Mar 26, 2024 - News

We're getting scammed

Illustration of a computer wearing a bandit's mask.

Illustration: Aïda Amer/Axios

Texans lost over $1 billion to internet scams last year, ranking second behind California in cases reported to the FBI and tracking with population size.

The big picture: Americans lost over $12.5 billion to cybercriminals in 2023, according to new FBI data.

  • Investment fraud was the costliest cybercrime reported nationally, jumping 28% since 2022.
  • Americans also had roughly $1.3 billion in 2023 taken by scammers pretending to be from the government or tech support, the FBI says.

How it works: Scammers pretend to be a government official, tech support agent or customer service representative to trick people into sending money or other sensitive information.

  • The impersonators typically call with fake stories that motivate someone to share their private identifiable details.

Zoom in: The FBI received 47,305 complaints from Texans last year.

  • Last month, the U.S. Marshals Service and FBI alerted San Antonians of spoofers using government phone numbers to collect fines.
  • Some individuals were contacted by people claiming to be a U.S. marshal for the Western District, under Susan Pamerleau — a familiar name for many San Antonians.
  • Scams can be reported to the Federal Trade Commission.

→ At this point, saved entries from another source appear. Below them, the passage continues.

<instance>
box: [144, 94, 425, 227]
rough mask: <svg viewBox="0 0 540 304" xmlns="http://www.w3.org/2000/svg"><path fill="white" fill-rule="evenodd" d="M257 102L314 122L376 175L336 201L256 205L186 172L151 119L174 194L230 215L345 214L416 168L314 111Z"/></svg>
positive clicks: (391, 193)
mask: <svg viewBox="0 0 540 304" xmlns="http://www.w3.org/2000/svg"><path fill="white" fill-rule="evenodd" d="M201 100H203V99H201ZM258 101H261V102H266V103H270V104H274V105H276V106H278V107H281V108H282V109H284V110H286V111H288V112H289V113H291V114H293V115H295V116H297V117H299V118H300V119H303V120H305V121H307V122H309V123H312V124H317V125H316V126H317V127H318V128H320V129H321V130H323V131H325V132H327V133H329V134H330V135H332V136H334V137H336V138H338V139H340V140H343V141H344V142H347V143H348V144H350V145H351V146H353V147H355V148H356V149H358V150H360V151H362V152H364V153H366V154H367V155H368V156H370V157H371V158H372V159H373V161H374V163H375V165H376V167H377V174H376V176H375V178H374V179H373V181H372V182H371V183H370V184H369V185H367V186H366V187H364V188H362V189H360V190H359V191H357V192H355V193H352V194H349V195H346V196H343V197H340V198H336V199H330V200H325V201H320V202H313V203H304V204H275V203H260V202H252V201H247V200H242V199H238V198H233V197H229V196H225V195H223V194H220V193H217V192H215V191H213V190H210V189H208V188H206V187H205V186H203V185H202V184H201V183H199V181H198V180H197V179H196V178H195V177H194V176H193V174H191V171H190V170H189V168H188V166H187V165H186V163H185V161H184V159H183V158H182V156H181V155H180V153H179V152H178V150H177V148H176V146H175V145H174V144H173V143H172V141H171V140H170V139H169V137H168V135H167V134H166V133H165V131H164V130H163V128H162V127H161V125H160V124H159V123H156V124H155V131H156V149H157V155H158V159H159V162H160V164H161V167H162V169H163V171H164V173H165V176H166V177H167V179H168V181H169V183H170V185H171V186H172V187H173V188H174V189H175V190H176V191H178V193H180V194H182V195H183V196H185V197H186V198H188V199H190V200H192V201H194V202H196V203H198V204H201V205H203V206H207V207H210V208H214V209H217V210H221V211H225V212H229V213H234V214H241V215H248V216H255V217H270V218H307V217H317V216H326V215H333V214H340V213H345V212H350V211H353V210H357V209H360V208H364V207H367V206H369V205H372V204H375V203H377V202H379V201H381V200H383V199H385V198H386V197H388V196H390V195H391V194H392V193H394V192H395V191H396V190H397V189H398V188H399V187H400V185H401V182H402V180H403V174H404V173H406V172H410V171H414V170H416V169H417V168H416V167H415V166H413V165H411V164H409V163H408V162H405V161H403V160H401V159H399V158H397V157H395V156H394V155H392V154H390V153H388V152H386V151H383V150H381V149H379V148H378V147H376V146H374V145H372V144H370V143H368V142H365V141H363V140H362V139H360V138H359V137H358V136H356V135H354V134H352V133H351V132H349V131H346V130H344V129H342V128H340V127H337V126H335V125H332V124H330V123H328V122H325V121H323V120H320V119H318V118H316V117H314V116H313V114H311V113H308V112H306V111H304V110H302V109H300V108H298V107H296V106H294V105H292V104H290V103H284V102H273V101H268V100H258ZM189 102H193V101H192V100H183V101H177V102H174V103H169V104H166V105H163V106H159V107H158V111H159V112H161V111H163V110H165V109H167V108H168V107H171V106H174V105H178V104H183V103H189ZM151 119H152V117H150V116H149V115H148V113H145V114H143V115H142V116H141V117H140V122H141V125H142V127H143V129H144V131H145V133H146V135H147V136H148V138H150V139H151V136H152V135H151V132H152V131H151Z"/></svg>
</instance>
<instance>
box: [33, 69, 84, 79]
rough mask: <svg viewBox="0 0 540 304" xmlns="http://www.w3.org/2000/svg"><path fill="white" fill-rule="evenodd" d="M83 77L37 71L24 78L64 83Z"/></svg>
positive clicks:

The intrigue: Fake job offers are among the most prolific and fastest-growing scams in the U.S., with some scammers reaching out to people about freelance opportunities over texts.

Reality check: People of all ages are susceptible to scams — not just the elderly. Only 40% of those who fell for tech support scams were reported by the FBI to be over age 60.

The bottom line: Many victims won't call the police after a scam or cyberattack because of either shame over falling for the ruse or fear of retaliation, but the FBI encourages reporting.